Delta Air Lines has reached agreement with the Aeroporti di Roma, Hartsfield-Jackson Atlanta International Airport, the State of Georgia and the Italian government to launch a COVID-19 testing program that will enable quarantine-free entry into Italy.
Starting Dec. 19, U.S. citizens permitted to travel to Italy for essential reasons, such as for work or education, as well as all European Union and Italian citizens on Delta flights from Atlanta’s Hartsfield–Jackson International Airport to Rome-Fiumicino International Airport will be exempt from quarantine on arrival in Italy if they test negative for COVID-19 through:
- A COVID Polymerase Chain Reaction (PCR) test taken up to 72 hours before departure
- A rapid test administered at the airport in Atlanta before boarding
- A rapid test on arrival in Rome-Fiumicino
- A rapid test at Rome-Fiumicino before departure to the United States
Delta has not revealed the cost of the tests or who pays for them.

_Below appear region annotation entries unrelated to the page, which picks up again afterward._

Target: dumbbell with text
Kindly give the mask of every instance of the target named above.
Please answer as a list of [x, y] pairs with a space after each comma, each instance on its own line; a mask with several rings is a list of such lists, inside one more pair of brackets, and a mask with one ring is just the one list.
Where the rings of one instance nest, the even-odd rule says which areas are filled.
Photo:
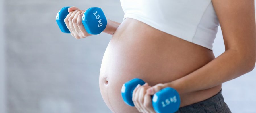
[[[133, 92], [138, 84], [141, 85], [145, 82], [138, 78], [133, 79], [123, 85], [121, 94], [125, 102], [131, 106], [134, 105], [132, 100]], [[158, 113], [173, 113], [179, 109], [180, 98], [178, 92], [170, 87], [164, 88], [155, 94], [152, 97], [152, 105]]]
[[[61, 31], [64, 33], [70, 33], [64, 22], [64, 19], [69, 13], [68, 9], [69, 7], [62, 8], [56, 16], [57, 23]], [[91, 7], [86, 10], [81, 21], [87, 32], [91, 34], [99, 34], [107, 26], [106, 17], [102, 10], [98, 7]]]

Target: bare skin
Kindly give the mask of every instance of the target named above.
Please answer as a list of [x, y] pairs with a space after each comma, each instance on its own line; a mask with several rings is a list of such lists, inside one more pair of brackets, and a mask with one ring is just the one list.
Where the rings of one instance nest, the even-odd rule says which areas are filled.
[[[108, 20], [104, 31], [113, 35], [102, 59], [99, 79], [107, 105], [114, 113], [154, 112], [148, 97], [169, 86], [179, 94], [182, 107], [212, 97], [222, 83], [252, 70], [256, 60], [254, 1], [212, 1], [226, 48], [216, 58], [210, 50], [137, 20], [127, 18], [121, 24]], [[77, 10], [69, 9], [71, 13]], [[65, 21], [71, 29], [79, 28], [75, 26], [79, 24], [71, 23], [79, 22], [72, 21], [78, 19], [76, 15], [79, 15], [70, 14], [70, 21]], [[71, 35], [77, 39], [90, 36], [82, 29], [73, 29]], [[147, 82], [133, 92], [136, 107], [126, 105], [121, 95], [123, 84], [135, 77]]]

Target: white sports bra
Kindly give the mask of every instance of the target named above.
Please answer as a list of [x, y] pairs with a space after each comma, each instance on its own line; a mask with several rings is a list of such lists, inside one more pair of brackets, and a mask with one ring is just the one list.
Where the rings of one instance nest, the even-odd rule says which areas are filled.
[[212, 51], [220, 25], [211, 0], [121, 0], [132, 18]]

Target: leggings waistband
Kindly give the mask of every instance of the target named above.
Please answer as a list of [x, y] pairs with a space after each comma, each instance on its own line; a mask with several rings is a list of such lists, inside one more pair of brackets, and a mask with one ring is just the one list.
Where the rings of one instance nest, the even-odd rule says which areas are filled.
[[206, 100], [181, 107], [176, 113], [231, 113], [224, 101], [222, 90]]

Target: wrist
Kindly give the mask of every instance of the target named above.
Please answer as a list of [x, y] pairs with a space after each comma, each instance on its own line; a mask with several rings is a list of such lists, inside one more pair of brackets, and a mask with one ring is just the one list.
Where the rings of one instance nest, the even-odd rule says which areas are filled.
[[102, 31], [102, 32], [112, 35], [113, 34], [114, 31], [113, 31], [113, 27], [112, 26], [112, 21], [107, 19], [107, 26], [105, 29]]
[[107, 19], [107, 26], [102, 32], [113, 35], [120, 25], [120, 23]]
[[180, 84], [180, 83], [179, 81], [174, 81], [166, 83], [164, 84], [167, 87], [174, 89], [180, 95], [185, 93], [186, 92], [184, 91], [184, 90], [185, 89], [183, 88], [183, 84]]

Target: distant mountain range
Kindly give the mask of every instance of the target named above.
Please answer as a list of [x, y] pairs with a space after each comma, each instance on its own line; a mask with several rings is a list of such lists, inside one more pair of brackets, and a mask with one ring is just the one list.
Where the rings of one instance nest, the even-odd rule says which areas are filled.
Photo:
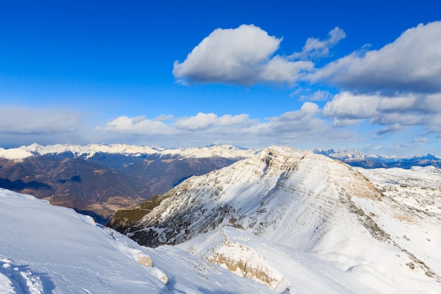
[[[49, 191], [59, 185], [67, 199], [94, 192], [82, 183], [107, 179], [111, 185], [120, 180], [119, 187], [135, 174], [147, 178], [137, 171], [128, 176], [132, 166], [154, 166], [151, 174], [163, 168], [167, 178], [194, 162], [235, 162], [176, 180], [136, 208], [116, 212], [108, 225], [125, 235], [0, 188], [0, 292], [441, 293], [440, 169], [366, 169], [278, 146], [259, 152], [212, 146], [199, 153], [215, 149], [244, 158], [101, 152], [4, 157], [0, 171], [9, 170], [15, 185]], [[179, 162], [185, 164], [173, 166]]]
[[108, 223], [279, 293], [437, 293], [440, 189], [433, 166], [367, 170], [273, 146]]
[[433, 166], [438, 169], [441, 168], [441, 158], [432, 154], [399, 157], [366, 154], [358, 152], [335, 150], [333, 149], [315, 149], [313, 152], [326, 155], [334, 159], [338, 159], [352, 166], [359, 166], [365, 169], [399, 167], [408, 169], [412, 166]]
[[74, 208], [105, 223], [182, 180], [248, 157], [229, 145], [163, 149], [125, 145], [33, 144], [0, 148], [0, 188]]
[[[189, 177], [221, 169], [257, 152], [218, 145], [166, 149], [122, 144], [32, 144], [0, 148], [0, 188], [74, 208], [105, 223], [117, 210], [133, 208]], [[334, 149], [313, 152], [366, 169], [441, 167], [441, 159], [430, 154], [399, 158]]]

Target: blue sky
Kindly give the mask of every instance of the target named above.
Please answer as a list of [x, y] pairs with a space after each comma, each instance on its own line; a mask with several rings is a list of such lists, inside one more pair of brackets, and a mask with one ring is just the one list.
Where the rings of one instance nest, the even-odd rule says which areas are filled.
[[441, 155], [441, 4], [4, 1], [0, 147]]

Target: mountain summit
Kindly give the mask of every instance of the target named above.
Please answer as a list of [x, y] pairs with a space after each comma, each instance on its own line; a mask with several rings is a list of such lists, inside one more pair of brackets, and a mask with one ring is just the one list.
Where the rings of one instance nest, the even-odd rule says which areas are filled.
[[272, 146], [182, 182], [120, 229], [142, 245], [177, 245], [278, 293], [441, 290], [439, 214], [380, 188], [340, 161]]

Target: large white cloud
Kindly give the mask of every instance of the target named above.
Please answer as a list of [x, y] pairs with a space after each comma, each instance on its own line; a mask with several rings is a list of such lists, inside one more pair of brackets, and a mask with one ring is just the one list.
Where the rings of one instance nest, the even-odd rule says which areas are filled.
[[343, 92], [326, 103], [323, 114], [344, 126], [367, 121], [383, 127], [378, 134], [419, 125], [432, 131], [441, 128], [441, 94], [405, 94], [392, 97], [378, 93], [356, 94]]
[[354, 52], [308, 78], [357, 92], [441, 92], [441, 21], [410, 28], [379, 50]]
[[317, 104], [305, 102], [299, 110], [268, 118], [264, 121], [250, 118], [248, 114], [243, 114], [218, 116], [215, 114], [199, 113], [193, 116], [174, 118], [167, 123], [144, 116], [120, 116], [96, 129], [112, 135], [144, 137], [144, 144], [160, 142], [169, 146], [200, 146], [218, 142], [254, 147], [271, 144], [314, 147], [318, 140], [353, 141], [356, 137], [353, 133], [333, 129], [320, 118], [320, 114]]
[[175, 61], [173, 73], [176, 78], [190, 82], [294, 82], [299, 72], [311, 70], [313, 65], [273, 56], [281, 41], [253, 25], [217, 29], [184, 62]]

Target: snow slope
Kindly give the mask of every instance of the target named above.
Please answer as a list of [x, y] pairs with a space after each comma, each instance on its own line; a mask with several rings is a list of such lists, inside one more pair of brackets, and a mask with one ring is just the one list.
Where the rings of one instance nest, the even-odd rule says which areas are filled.
[[75, 145], [54, 145], [42, 146], [34, 143], [18, 148], [0, 148], [0, 158], [20, 160], [32, 156], [59, 154], [68, 152], [75, 157], [92, 157], [96, 153], [120, 154], [125, 156], [157, 154], [160, 157], [206, 158], [219, 157], [224, 158], [249, 157], [256, 150], [241, 149], [231, 145], [213, 145], [199, 148], [165, 149], [147, 146], [128, 145], [124, 144], [90, 144], [86, 146]]
[[4, 189], [0, 223], [1, 294], [273, 293], [177, 247], [141, 247], [72, 209]]
[[441, 216], [368, 178], [323, 155], [271, 147], [183, 182], [128, 235], [178, 244], [278, 293], [441, 293]]

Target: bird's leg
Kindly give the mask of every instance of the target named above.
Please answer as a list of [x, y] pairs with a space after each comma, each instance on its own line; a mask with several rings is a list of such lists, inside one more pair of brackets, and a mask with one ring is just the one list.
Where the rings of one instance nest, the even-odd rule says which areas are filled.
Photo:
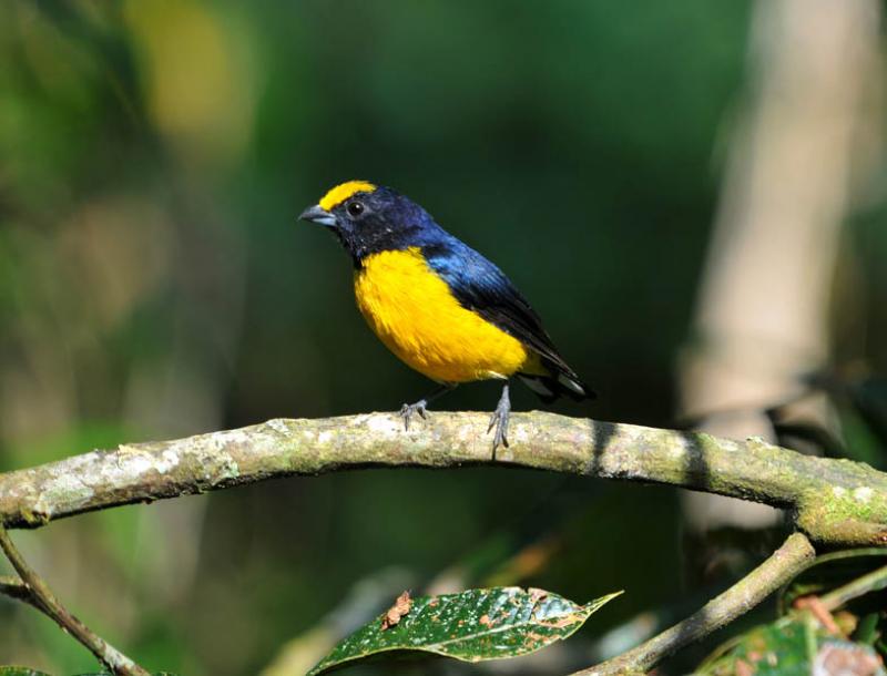
[[418, 413], [419, 418], [425, 420], [426, 413], [428, 409], [426, 407], [431, 403], [435, 399], [438, 399], [446, 395], [449, 391], [456, 389], [456, 383], [453, 382], [445, 382], [439, 388], [437, 388], [434, 392], [428, 395], [425, 399], [419, 399], [416, 403], [405, 403], [400, 407], [400, 417], [404, 419], [404, 429], [409, 430], [409, 421], [414, 414]]
[[492, 437], [492, 459], [496, 460], [496, 449], [500, 445], [508, 448], [508, 418], [511, 414], [511, 399], [508, 397], [508, 382], [502, 388], [502, 396], [490, 418], [490, 427], [487, 433], [496, 426], [496, 433]]

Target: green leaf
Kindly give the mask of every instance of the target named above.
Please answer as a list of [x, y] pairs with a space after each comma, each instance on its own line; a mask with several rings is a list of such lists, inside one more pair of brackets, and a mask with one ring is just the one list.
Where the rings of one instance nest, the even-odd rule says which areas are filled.
[[333, 648], [308, 676], [391, 651], [419, 651], [465, 662], [527, 655], [571, 636], [621, 593], [585, 605], [520, 587], [418, 596], [397, 624], [383, 628], [385, 615], [380, 615]]
[[887, 676], [869, 645], [828, 635], [812, 617], [786, 616], [754, 628], [694, 672], [700, 676], [807, 676], [808, 674]]
[[887, 547], [844, 550], [817, 556], [779, 591], [779, 615], [788, 613], [802, 596], [823, 594], [883, 566], [885, 557]]

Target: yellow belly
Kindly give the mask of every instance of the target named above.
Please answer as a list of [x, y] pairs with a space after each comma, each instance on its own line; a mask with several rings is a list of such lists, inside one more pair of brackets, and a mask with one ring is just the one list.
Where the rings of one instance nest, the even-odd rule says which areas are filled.
[[416, 248], [364, 259], [354, 290], [379, 339], [432, 380], [508, 378], [537, 360], [519, 340], [459, 305]]

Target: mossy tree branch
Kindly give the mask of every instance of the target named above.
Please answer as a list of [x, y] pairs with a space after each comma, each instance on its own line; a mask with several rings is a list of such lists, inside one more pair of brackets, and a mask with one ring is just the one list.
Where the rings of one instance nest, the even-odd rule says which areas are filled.
[[95, 655], [115, 676], [151, 676], [59, 603], [49, 585], [24, 561], [2, 525], [0, 525], [0, 551], [6, 554], [21, 577], [21, 581], [0, 578], [0, 593], [23, 601], [44, 613]]
[[293, 474], [371, 467], [520, 465], [671, 484], [789, 509], [812, 540], [887, 542], [887, 474], [758, 439], [516, 413], [493, 461], [485, 413], [434, 413], [404, 431], [392, 414], [269, 420], [253, 427], [92, 451], [0, 474], [0, 520], [38, 528], [82, 512]]
[[793, 533], [769, 559], [686, 619], [619, 657], [577, 672], [572, 676], [646, 673], [665, 657], [704, 638], [754, 608], [807, 567], [815, 555], [809, 540], [801, 533]]

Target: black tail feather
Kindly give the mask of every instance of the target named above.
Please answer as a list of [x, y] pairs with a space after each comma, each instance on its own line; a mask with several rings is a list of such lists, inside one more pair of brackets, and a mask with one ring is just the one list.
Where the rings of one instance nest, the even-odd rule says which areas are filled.
[[598, 398], [598, 393], [583, 383], [574, 372], [564, 372], [559, 368], [551, 370], [552, 375], [518, 373], [518, 376], [544, 403], [551, 403], [560, 397], [568, 397], [573, 401]]

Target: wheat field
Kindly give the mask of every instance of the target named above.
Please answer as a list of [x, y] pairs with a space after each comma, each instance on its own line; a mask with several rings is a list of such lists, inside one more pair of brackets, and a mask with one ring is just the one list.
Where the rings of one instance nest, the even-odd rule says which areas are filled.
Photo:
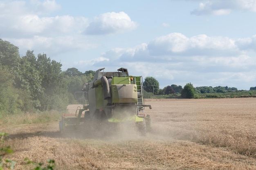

In another effort to minimize the spread of SARS-CoV-2 through air travel, on December 15, Delta will ask customers flying on Delta to the U.S. from any international location to voluntarily provide information that will aid contact tracing and public health follow-up efforts such as full name, U.S. address, email address, and numbers for primary and secondary phone numbers. Providing this contact information is mandatory for passengers flying between Rome and Atlanta.
Currently, when there is a confirmed COVID-19 case on a flight, the CDC asks the airline for a passenger manifest to identify all passengers seated within two seats of the confirmed case. (Passengers often change seats on flights that aren’t full especially if they can get a row to lie down in; so I wonder if going by the passenger manifest will provide accurate information about potential exposures.) The CDC then attempts to identify which local health departments to contact for follow up.
Having the newly requested information readily available will help the CDC identify which local health departments to contact and substantially reduce the time it takes to notify passengers and their contacts who were potentially exposed.
Testing currently seems to be the best way to limit the spread of the novel coronavirus onboard aircraft and through international travel without requiring passengers to undergo a lengthy quarantine process at their destination. Hopefully, the procedures being pioneered by Delta and the Italian government will prove successful in that regard and can be duplicated in other locations.